Pub Date: Nov. 29th, 1967
ISBN: 0802151981
Publisher: Grove

Johnny Rico is as much of a caricature as his name, a posturing stud, known in homosexual jargon as ""a very butch number."" He's taken a three year sabbatical, maintaining a puritanical rite of purification from the life he'd led before in L.A. as a male hustler. But now he returns, like an alcoholic stealing to the cupboard, possessed with a drive to free himself forever from the horrible fascination of places like Pershing Square, the top balconies of decrepit movie houses, Griffith Park. It turns into an obsession with numbers: he gives himself ten days...ten days in which to have thirty men and then quit. But we know he is doomed from the start since the author painstakingly points out that Johnny's ultimate, consuming need is to be desired.
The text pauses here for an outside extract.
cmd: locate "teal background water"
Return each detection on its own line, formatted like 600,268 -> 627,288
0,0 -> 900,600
He considers himself ""straight"" according to ""The Myth of the Street""; the quaint notion that since he never allows or performs certain intimacies, he's still a regular guy. But he gradually becomes corrupted during the frenetic ten-day activities which see him make his goal, lose his soul. There is a certain perverse honesty about the book that makes it less a novel, more a psycho/sociological study about this Twilight Zone. As one conquest, discussing a previous relationship with a writer remarks: ""Now every time I pick up a hustler, I wonder if I'm going to end up between the sheets of a bed or the sheets of a book."" Maybe he has. By the author of City of Night.